Whenever we hear a story that is absolutely bizarre or absurd, we attribute it as a consequence of the Internet. On one extreme, we have the Florida Man, which is an abstract idea that anything crazy can and will happen in Florida. This Floridian’s outrageous adventures include the bath salt zombie, trading a alligator for beer, and well, George Zimmerman, an embodiment of Florida.
While, I, as others, enjoy making fun of out phallic shaped state as much as anybody else, my concerns about the lack of legitimacy in anything we hear from the Internet.
One of the subreddit (smaller, but more specific community), AskReddit, boasts 40,000 active users and have 7.7 million subscribers. As a forum, it is a very well moderated community, allowing for different types of questions flourish. The community itself has agreed to allow for more serious questions to weed out joke answers if the OP (original poster) calls for it. Some of these threads posts provide insight into community and groups that might be not be verbalized in face-to-face conversations.
Granted, some of the topics are meant to be meta and make fun of the subreddit itself. As a whole, the community suffers from a form of hive-mind personality, where there are certain acceptable and unacceptable responses. A particular thread asked “What are things I should do every day” and obtained the responses flossing and masturbating in bulk. For the rest of the day, every AskReddit thread had those two responses.

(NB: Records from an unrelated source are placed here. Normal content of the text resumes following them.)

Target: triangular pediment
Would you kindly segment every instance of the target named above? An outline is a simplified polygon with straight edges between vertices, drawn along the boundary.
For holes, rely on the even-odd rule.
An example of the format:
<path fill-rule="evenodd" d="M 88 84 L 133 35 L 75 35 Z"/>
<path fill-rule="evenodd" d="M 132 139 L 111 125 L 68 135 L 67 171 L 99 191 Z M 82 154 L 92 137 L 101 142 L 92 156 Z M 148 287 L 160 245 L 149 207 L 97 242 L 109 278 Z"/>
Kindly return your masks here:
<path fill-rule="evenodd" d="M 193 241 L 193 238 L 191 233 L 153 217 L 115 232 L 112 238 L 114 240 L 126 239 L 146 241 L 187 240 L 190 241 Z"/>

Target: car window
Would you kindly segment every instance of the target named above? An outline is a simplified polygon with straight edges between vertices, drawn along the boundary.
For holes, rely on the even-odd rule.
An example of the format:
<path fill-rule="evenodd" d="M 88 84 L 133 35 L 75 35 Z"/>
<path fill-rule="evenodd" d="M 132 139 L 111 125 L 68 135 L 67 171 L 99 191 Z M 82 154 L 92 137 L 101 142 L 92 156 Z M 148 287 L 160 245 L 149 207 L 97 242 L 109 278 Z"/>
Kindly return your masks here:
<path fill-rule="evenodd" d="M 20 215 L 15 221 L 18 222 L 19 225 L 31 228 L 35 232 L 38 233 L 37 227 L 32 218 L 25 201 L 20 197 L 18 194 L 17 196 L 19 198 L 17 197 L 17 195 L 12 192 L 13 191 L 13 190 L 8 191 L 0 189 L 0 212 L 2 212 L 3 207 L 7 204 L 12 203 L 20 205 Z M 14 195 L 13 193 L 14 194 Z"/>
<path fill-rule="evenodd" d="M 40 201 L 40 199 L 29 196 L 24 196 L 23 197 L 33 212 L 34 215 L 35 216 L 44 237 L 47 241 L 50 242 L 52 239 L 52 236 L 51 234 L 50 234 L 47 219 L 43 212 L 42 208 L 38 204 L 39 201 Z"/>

What else, however, differentiates AskReddit from a survey tool like Amazon’s Mechanical Turk, which is used to collect information in academically published papers? A well thought out AskReddit thread would have set parameters on the type of information they would like without the economic incentive that Mechanical Turk provides. Does the format of Reddit as a community that is allowed to communicate with each other remove the legitimacy that AmTurk’s anonymity provides for research and knowledge?